Tensorflow Data Loader

Random Access

The tensorflow DataLoader is a great choice for many standard datasets available on tensorflow_datasets.

>>> import tensorflow_datasets as tfds
>>> from jax import tree_util
>>> from jax_sgmc import data
>>> from jax_sgmc.data.tensorflow_loader import TensorflowDataLoader
>>>
>>> import contextlib
>>> import io
>>>
>>> # Helper function to look at the data provided
>>> def show_data(data):
...   for key, item in data.items():
...     print(f"{key} with shape {item.shape} and dtype {item.dtype}")

The pipeline returned by tfds load can be directly passed to the DataLoader. However, not all tensorflow data types can be transformed to Jax data types, for example the feature ‘id’, which is a string. Those keys can be simply excluded via the keyword argument exclude_keys.

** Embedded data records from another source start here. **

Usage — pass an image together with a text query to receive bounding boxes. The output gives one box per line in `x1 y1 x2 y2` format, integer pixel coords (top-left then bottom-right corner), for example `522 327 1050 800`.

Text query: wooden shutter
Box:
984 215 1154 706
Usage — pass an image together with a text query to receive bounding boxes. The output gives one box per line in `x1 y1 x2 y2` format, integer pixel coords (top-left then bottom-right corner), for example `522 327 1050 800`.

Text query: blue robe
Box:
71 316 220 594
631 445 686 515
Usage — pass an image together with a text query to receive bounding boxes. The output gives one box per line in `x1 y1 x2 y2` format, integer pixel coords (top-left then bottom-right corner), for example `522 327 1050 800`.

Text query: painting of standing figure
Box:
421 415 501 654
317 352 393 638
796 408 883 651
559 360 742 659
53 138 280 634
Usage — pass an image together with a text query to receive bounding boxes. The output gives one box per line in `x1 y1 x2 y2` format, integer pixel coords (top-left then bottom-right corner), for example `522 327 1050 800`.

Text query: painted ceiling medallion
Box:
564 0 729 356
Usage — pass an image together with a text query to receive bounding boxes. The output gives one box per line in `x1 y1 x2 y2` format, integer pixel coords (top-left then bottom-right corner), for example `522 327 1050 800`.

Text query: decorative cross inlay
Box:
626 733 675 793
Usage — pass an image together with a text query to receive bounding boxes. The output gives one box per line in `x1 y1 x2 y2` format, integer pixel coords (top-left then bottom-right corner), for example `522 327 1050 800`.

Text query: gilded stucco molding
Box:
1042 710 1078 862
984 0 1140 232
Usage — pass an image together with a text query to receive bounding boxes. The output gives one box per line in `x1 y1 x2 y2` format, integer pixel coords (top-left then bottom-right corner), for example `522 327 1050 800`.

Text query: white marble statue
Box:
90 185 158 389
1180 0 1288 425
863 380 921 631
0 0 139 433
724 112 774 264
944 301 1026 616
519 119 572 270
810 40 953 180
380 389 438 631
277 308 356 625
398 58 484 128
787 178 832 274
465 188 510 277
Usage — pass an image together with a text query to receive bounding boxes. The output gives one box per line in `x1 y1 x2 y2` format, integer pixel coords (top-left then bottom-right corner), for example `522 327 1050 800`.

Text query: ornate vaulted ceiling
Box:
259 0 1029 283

>>> # The data pipeline can be used directly
>>> with contextlib.redirect_stdout(io.StringIO()):
...   pipeline, info = tfds.load("cifar10", split="train", with_info=True)
>>> print(info.features)
FeaturesDict({
    'id': Text(shape=(), dtype=string),
    'image': Image(shape=(32, 32, 3), dtype=uint8),
    'label': ClassLabel(shape=(), dtype=int64, num_classes=10),
})
>>>
>>> data_loader = TensorflowDataLoader(pipeline, shuffle_cache=10, exclude_keys=['id'])
>>>
>>> # If the model needs data for initialization, an all zero batch can be
>>> # drawn with the correct shapes and dtypes
>>> show_data(data_loader.initializer_batch(mb_size=1000))
image with shape (1000, 32, 32, 3) and dtype uint8
label with shape (1000,) and dtype int32

The host callback wrappers cache some data in the device memory to reduce the number of calls to the host. The cache size equals the number of batches stored on the device.

>>> data_init, data_batch, _ = data.random_reference_data(data_loader, 100, 1000)
>>>
>>> init_state = data_init()
>>> new_state, batch = data_batch(init_state)
>>> show_data(batch)
image with shape (1000, 32, 32, 3) and dtype uint8
label with shape (1000,) and dtype int32

Combining `pmap` and `jit`

Warning

Jit-compiling a function including pmap requires adjustments of the Callback Wrapper functions, which can lead to memory leaks if not done correctly.

Additionally, combining jit and pmap can lead to inefficient data movement. See https://github.com/google/jax/issues/2926.

When jitting a function f that includes a pmap function g, also the parts of f outside of g are run on all involved devices. This causes all devices to request the same cache state (verified by a token) from a single chain.

For example, if g is pmapped to 5 devices, f is also going to run on 5 devices and hence 5 times the same cache state is requested from a chain.

JaxSGMC resolved this issue by caching all requested states on the host for a specified number of requests.

In the above example, the Callback Wrapper used in f should be called like:

... = full_data_map(to_map_fn, data_state, carry, device_count=5)

It is important to note that providing a device count larger than the actual number of calling devices causes a memory leak, as all requested cache states will remain on the host until the program has finished.